I’m having some troubles with the Distributed functionalities of Julia.
I want to declare a matrix A on the main process and give slices of A to the workers. I launch Julia with the command julia -p 8

@everywhere using SparseArrays

A = sprandn(16,16,0.2) #To my understanding, A exists on proc1

@everywhere begin
if myid() != 1
i = myid() -1
top = 2*(i-1) + 1
bot = 2*i #To my understanding, on proc 2, top = 1,bot =2. On proc 3, top=3, bot=4, etc.
A = @fetchfrom 1 A[top:bot, :] #To my understanding, on procs 2 to 9, A is a slice of A from the proc 1
end
end

@everywhere println(A.nzval)
# And now I see that all workers but 4 have the same slice of the bottom of initial matrix A!
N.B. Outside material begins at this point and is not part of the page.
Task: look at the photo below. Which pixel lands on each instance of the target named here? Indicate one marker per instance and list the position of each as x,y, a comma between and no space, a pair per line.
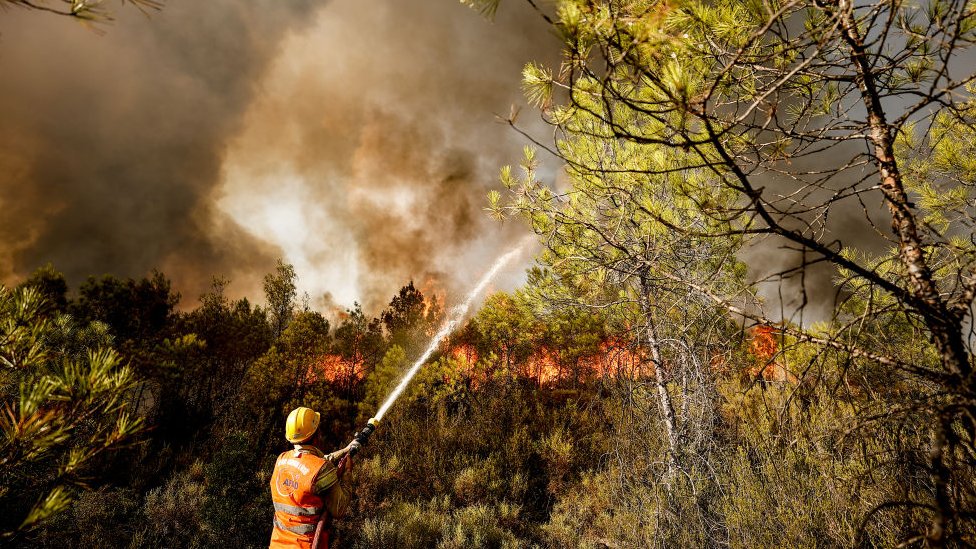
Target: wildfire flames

I’m really confused. If only all workers had the same bottom slice of initial A, I would’ve told myself : maybe there’s a reason why variables top and bot are always equal to 15 and 16. But apparently one of the workers (here worker number 4) ended up with the top slice of the initial matrix A! To my understanding, when I type @fetchfrom 1 A[top:bot, :], it decomposes as such :

  1. A Future is created on processor 1 with argument myid() of worker, the function to be called is getindex implemented in SparseArrays, the args are given as copies of top and bot, i.e brute values 15 and 16 for example
  2. This future is given as an argument to function fetch on myid() worker

Even more confusing to me : if I just type “A”, I still get the whole 16*16 matrix. However if I execute a second time the @everywhere begin … end block of instructions, now I get bound errors, as A was modified on proc 1 to be affected to a slice! But this block of instructions specifically excluded proc 1 from any instructions!

Last question : I’m confused by the philosophy of having one process being the master, one other process (the second one) being a worker, but the both of them really being one physical core. To my understanding, the 8 cores computing things are the processes 2 to 9. Am I doing this right?

Thank you in advance
Best regards

Hmm, I don’t fully understand myself what’s going on here, but you should replace the @fetchfrom construction with interpolation: A = $A[top:bot, :]. See the docstring for @everywhere.

Thank you so much for your answer, it worked. If I may ask one more question : if I now broadcast a vector x to all processes and write

[ @fetchfrom i+1 A*x for i = 1:8 ]

Does this compute the slices of vector Ax = A * x in a strictly parallel fashion, without waiting sequentially? In my experiments it computes the slices of Ax all right, but with big matrices I still get a faster computation time for the A*x product on one core than that of the slices products.

No, that won’t work for several reasons.

  1. fetch is blocking, i.e. the main process waits after every iteration.
  2. It’s not the right A. @fetchfrom (like @spawnat) wraps the expression in a closure and passes that to the worker process, thereby capturing the A from the main process, i.e. were the closure was created. Check the result. The products don’t have the right dimension.

To make it work, you need to give the arrays on the workers a different name like _A. This works

julia> @everywhere workers() begin
         i = myid() -1
         top = 2*(i-1) + 1
         bot = 2*i 
         _A = $A[top:bot, :] 
       end

julia> @everywhere workers() _x = ones(size(A,2))

julia> fetch.([ @spawnat pid _A*x for pid in workers() ])
4-element Vector{Vector{Float64}}:
 [-0.2858042416522781, 1.0291325988689939]
 [0.4766186447550887, 0.6306235841314707]
 [-1.0111982506103134, 2.6748057387543662]
 [-0.7230155954420037, -0.9950903821005783]

That said, the overhead will probably be immense compared to the actual work and thus you will likely see a massive slowdown.

1 Like

Thanks again for your reply, I think I understood everything!